Second on the list is the result of another email which lobbed in a while ago from Ashley, whose blog title of "construction management degree" didn't exactly remind me of gardening. Yet within his blog Ashley has compiled a list of what he considers are the top 100 gardening blogs in the universe and, aw shucks, I'm in there. Even if you don't agree with Ashley's picks, or that I deserve to be in the top million, there are some interesting new sites to visit there.

Finally, this will be no news whatsoever to any keen gardening bloggers, but if you're a newbie to garden blogging, do drop in on Blotanical. It's a great place to make yourself known, find a zillion other gardening blogs, and get started in garden blogging generally. It's run by a hard-working Australian named Stuart, and it provides a very popular service to gardeners and garden bloggers that's well worth a bit of promotion here.

So there you go, shameless self-promotion dressed up as talking about others. I think I should have had a career in politics. Too late! Oh well, might as well keep on gardening and blogging then.


9 comments:

Steve Asbell said...

Thanks for the great links! Be sure to check out my website at... whoops.

Lanie said...

Hey, I don't think that was shameless self promotion. By the way, I love your blog...come and check out mine (oh, that's right you already do)...sorry couldn't help myself.

PJ said...

You deserve it all and I love all the links. Blotanical is good, but I feel terrible I haven't visited it in ages. Enjoy the rest of your Winter.

Stacie Shepp said...

Jamie,

Phew...you made me nervous at first :) Thank you for checking out YourGardenShow. I am so glad you liked it, included it in your blog, and started a garden on the site.
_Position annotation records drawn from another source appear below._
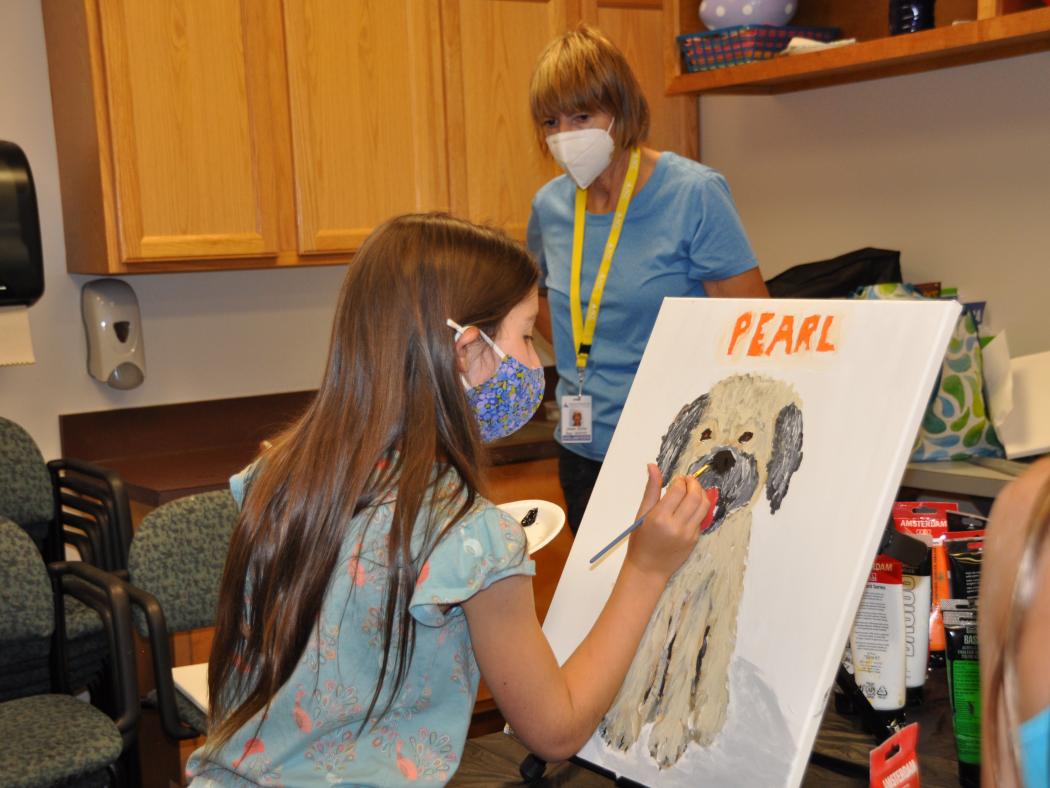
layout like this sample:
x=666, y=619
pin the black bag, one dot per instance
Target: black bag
x=839, y=276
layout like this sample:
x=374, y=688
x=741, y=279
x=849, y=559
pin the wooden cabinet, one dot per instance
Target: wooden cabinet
x=965, y=32
x=234, y=133
x=368, y=110
x=191, y=143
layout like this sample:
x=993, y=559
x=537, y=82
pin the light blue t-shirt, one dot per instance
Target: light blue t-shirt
x=310, y=735
x=681, y=230
x=1035, y=750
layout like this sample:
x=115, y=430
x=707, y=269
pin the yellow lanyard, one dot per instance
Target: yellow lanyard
x=583, y=333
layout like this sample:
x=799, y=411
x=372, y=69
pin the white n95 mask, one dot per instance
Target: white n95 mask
x=583, y=153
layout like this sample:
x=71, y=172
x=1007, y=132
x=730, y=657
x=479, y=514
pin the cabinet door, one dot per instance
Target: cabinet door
x=190, y=132
x=490, y=49
x=636, y=28
x=368, y=116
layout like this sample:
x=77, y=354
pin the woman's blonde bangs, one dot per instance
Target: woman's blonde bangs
x=583, y=70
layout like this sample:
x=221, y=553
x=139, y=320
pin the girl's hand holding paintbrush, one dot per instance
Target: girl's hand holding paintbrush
x=670, y=524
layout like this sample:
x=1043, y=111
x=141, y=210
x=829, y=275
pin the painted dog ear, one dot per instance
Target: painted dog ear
x=674, y=440
x=786, y=454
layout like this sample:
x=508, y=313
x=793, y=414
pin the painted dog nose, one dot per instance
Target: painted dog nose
x=722, y=461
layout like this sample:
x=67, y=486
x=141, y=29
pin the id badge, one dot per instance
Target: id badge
x=576, y=419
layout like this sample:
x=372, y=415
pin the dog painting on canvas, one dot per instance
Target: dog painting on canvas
x=744, y=436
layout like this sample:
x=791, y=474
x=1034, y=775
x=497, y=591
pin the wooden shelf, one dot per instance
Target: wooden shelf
x=967, y=42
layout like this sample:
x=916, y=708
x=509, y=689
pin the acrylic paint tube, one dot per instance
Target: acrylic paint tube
x=928, y=520
x=964, y=691
x=877, y=641
x=964, y=566
x=917, y=604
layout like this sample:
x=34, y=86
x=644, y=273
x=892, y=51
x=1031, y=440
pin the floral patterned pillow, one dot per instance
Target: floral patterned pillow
x=957, y=423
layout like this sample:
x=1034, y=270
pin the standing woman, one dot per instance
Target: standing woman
x=624, y=228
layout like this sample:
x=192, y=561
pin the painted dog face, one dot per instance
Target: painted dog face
x=748, y=431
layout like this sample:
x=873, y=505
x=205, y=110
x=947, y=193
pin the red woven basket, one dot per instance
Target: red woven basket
x=701, y=52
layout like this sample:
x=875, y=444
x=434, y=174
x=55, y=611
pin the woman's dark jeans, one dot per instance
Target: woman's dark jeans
x=578, y=476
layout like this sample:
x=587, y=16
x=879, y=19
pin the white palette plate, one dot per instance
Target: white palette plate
x=192, y=680
x=549, y=520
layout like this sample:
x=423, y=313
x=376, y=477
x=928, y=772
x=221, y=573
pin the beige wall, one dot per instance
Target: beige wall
x=951, y=167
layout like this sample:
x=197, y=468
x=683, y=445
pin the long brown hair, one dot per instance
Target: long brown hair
x=391, y=406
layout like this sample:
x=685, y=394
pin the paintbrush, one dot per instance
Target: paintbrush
x=629, y=529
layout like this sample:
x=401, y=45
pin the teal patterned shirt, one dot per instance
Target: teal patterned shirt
x=310, y=735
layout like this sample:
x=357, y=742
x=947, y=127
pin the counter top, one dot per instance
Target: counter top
x=167, y=452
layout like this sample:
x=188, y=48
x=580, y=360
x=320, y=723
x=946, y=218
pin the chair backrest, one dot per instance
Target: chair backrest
x=26, y=604
x=25, y=485
x=177, y=555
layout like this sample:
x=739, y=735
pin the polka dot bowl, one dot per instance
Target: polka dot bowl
x=718, y=14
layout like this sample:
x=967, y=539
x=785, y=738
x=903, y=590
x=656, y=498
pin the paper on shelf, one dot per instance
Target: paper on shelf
x=799, y=44
x=16, y=345
x=999, y=382
x=1026, y=432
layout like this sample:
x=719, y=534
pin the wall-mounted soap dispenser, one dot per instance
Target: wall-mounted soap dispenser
x=113, y=327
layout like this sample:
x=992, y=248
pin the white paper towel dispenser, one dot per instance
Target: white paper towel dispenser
x=114, y=346
x=21, y=258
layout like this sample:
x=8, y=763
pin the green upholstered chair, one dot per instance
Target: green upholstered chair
x=63, y=501
x=25, y=486
x=53, y=738
x=175, y=564
x=55, y=503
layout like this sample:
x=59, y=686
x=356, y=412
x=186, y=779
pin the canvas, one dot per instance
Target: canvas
x=801, y=414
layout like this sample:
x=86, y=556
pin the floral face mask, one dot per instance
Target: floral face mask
x=506, y=400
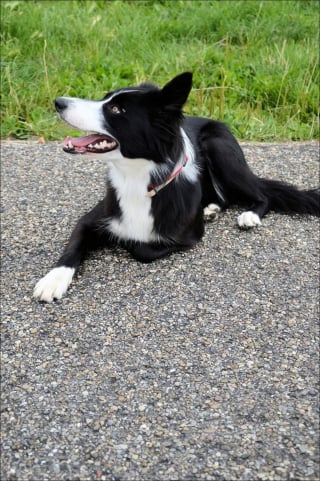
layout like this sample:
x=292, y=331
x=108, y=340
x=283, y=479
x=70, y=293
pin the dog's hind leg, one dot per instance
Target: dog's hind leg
x=85, y=237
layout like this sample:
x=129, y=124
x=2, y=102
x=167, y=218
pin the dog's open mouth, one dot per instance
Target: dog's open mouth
x=94, y=143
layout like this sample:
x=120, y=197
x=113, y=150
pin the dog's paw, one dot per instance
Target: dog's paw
x=248, y=219
x=212, y=210
x=54, y=285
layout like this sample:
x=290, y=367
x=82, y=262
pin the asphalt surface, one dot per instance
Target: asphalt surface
x=200, y=366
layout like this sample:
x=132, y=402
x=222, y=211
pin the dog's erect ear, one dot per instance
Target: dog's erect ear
x=175, y=92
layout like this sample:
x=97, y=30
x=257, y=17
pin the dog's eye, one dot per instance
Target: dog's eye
x=115, y=109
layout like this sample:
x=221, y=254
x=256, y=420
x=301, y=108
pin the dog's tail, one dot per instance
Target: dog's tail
x=288, y=199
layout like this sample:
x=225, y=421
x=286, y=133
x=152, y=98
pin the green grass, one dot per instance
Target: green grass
x=255, y=63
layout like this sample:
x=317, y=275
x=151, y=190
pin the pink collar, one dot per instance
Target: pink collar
x=153, y=190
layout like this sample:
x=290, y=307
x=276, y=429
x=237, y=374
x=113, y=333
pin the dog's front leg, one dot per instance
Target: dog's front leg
x=84, y=237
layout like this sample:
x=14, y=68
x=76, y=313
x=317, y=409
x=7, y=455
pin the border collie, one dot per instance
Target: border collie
x=165, y=173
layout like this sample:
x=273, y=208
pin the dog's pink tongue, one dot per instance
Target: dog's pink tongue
x=81, y=141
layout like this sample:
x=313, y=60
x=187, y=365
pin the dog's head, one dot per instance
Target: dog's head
x=137, y=122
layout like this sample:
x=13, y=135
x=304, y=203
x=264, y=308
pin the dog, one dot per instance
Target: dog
x=166, y=172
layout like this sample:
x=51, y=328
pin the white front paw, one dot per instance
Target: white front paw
x=54, y=285
x=248, y=219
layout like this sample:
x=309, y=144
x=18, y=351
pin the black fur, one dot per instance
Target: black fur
x=146, y=122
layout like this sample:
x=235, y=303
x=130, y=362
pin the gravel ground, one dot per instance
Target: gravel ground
x=201, y=366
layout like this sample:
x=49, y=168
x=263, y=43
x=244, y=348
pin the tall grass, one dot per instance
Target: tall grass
x=255, y=63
Let me know if I can do anything to return the favor!

Stacie

Jamie said...

Thanks everyone for your kind remarks (hee hee) – and Prue, like you, I haven't actually visited Blotanical for a while, either, but Stuart is a very good fellow for hosting it, and it's a great place for newbies to make a start.

Unknown said...

Very nice pics of yr garden, Jamie.

Shivangni said...

Yours is the only blog I vist, actually its a daily routine for me now. I anticipate your new postings. Its probably because of the lovely pictures you always include.

I'll visit these other sites too.

Keep it up

the garden harlot said...

so green ! i love the stretch and middle-brick.

Jamie said...

Wow, Shivangni, I feel quite honoured by your kind comment.

And Garden Harlot! We have Photoshop to thank for my stretchy panorama photos. To make them, I take about five or six separate photos in a "pan" style shot, then I use "Photomerge" in Photoshop to make one big, wide photo. They come out a bit strange sometimes (especially around the edges), but I'm addicted to them now.